Leben[Bearbeiten | Quelltext bearbeiten]

Franz Philipp erhielt bereits 1908 als Schüler am Freiburger Musik-Konservatorium Unterricht in Violine, Komposition, in musiktheoretischen Fächern sowie Klavierunterricht.

Seine erste Organistenstelle hatte er noch als Schüler in der Freiburger Herz-Jesu-Gemeinde, wo auch seine erste Messkomposition aufgeführt wurde. Von 1911 bis 1912 studierte er an der Universität Freiburg die Fächer Literaturwissenschaft und Philosophie. Von 1912 bis 1913 studierte er am Basler Konservatorium Orgel, Kontrapunkt und Improvisation bei Adolf Hamm, der seinerseits Schüler von Max Reger und Karl Straube war. 1914 spielte er 23 Notenrollen für die Welte-Philharmonie-Orgel ein.

Im Ersten Weltkrieg wurde Franz Philipp als Soldat des 5. Badischen Infanterie-Regiments Nr. 113 an der Front in den Vogesen verschüttet und erlitt dabei einen irreversiblen Hörschaden.
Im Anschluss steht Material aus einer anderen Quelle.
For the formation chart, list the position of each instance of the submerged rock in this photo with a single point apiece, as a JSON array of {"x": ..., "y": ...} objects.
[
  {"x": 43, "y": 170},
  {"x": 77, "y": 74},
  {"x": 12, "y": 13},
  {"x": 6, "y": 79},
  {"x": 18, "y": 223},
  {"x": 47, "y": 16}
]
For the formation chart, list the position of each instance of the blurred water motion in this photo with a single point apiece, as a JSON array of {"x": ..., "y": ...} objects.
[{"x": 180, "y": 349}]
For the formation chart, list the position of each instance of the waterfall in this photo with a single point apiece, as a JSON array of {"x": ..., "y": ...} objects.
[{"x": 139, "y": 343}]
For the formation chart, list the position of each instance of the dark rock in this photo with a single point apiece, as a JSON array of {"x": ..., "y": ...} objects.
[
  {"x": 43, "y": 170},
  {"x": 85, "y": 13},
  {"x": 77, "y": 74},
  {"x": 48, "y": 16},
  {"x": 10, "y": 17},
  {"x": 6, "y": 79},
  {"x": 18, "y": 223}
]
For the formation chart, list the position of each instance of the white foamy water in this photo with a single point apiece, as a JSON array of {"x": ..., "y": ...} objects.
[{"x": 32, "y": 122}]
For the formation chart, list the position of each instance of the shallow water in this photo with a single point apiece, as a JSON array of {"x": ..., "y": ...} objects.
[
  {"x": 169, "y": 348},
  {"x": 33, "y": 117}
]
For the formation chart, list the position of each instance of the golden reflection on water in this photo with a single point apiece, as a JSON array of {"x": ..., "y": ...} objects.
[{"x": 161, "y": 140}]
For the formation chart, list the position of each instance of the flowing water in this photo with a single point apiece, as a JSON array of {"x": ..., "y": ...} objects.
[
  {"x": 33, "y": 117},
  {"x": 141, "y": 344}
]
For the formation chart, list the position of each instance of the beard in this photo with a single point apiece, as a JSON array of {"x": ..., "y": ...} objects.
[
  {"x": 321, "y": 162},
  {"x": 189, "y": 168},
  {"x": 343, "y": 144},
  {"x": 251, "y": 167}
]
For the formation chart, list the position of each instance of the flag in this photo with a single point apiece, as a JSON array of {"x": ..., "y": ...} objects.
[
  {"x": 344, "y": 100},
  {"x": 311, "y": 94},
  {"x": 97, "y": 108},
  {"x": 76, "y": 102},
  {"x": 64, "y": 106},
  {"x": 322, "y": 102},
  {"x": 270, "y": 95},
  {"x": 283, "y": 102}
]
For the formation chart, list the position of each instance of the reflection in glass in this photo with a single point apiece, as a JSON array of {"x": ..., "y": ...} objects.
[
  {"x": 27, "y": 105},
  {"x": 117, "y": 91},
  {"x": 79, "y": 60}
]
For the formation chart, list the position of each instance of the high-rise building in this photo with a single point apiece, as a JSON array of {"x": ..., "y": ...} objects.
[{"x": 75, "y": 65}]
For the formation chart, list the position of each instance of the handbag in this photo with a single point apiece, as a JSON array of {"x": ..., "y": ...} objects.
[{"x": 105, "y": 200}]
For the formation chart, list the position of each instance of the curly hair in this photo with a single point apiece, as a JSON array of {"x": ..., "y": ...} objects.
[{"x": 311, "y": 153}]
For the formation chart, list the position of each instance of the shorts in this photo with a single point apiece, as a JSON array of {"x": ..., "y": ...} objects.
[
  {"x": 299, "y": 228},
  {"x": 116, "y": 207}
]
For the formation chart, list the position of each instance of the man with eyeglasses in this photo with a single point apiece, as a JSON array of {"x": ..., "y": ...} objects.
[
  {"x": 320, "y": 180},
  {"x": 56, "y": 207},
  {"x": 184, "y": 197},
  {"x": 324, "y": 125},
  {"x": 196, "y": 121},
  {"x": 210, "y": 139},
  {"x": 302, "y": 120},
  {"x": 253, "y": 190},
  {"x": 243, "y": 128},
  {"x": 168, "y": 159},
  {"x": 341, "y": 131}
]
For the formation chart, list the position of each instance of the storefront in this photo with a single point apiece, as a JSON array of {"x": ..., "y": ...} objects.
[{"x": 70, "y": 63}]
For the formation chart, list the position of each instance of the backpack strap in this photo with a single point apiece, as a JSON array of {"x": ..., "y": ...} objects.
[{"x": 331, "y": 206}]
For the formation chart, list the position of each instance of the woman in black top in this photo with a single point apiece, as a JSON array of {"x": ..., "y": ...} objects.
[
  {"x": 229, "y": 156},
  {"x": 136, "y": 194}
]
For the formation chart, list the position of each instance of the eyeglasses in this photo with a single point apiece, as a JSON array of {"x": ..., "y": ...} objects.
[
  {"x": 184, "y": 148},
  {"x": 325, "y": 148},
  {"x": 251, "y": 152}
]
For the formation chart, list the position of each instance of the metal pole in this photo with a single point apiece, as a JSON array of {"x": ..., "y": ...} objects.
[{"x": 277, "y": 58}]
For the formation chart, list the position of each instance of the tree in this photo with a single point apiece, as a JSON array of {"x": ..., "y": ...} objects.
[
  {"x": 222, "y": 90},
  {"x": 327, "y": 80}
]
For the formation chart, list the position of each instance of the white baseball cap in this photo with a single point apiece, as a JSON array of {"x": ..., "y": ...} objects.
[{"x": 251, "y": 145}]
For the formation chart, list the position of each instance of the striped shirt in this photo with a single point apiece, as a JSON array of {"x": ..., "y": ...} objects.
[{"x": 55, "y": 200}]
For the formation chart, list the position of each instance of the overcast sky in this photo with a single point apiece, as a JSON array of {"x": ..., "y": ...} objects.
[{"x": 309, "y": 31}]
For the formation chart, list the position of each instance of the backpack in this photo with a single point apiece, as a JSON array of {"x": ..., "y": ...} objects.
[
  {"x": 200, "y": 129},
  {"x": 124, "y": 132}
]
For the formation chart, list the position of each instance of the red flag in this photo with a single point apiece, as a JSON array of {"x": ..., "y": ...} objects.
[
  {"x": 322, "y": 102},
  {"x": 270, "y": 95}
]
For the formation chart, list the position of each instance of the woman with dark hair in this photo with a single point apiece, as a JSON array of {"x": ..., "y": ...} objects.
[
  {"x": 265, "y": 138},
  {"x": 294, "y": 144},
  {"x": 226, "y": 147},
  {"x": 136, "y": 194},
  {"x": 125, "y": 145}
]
Noch während des Kriegs wurde 1916 in der Berliner Philharmonie seine von Kriegsbegeisterung geprägte Kantate Deutschlands Stunde uraufgeführt. 1919 bis 1924 war Franz Philipp als Kirchenmusiker in der Freiburger St.-Martins-Gemeinde tätig und hatte ab 1923 einen Lehrauftrag für Orgel, Gesang, Theorie und Musikgeschichte am Lehrerseminar. 1924 heiratete er Sophie Hummel und wurde zum Direktor des Badischen Konservatoriums für Musik in Karlsruhe berufen, das unter seiner Führung 1929 zur Staatlichen Hochschule erhoben wurde und von ihm bis 1942 geleitet wurde.

1925 wurde sein Sohn Johannes geboren, der 1944 während der alliierten Offensive in der Normandie ums Leben kam. Franz Philipp gründete 1925 und 1926 die Badische Orgelschule, das Institut für Katholische Kirchenmusik, den Badischen Kammerchor und das Badische Kammerorchester. Von 1925 bis 1927 leitete er außerdem den Bachchor Karlsruhe.

Nach der „Machtergreifung“ der Nationalsozialisten gehörte er seit dem 1. Mai 1933 der NSDAP an.[1] Während der Zeit des Nationalsozialismus komponierte Franz Philipp verschiedene NS-Feiermusiken zu Thingspielen und anderen Gelegenheiten, Volkskantaten und Gesangswerke mit Texten im Sinne der NS-Machthaber.[2] Philipp wurde von den Machthabern als Musiker sehr geschätzt. Sein Orchesterwerk „Heldische Feier“ Op. 35 wurde vom Völkischen Beobachter gefeiert als vorbildlich nationsozialistische Komposition, weil der Geist unseres Kampfes und die gestaltenden Mächte dieser Musik als zwei gültige Zeugen der inneren Wahrheit dieses neuen Weltbildes vor uns stehen.[3] Sein Fahnenlied op. 38, 2 wurde zum SA-Lied der SA-Gruppe Südwest.[4]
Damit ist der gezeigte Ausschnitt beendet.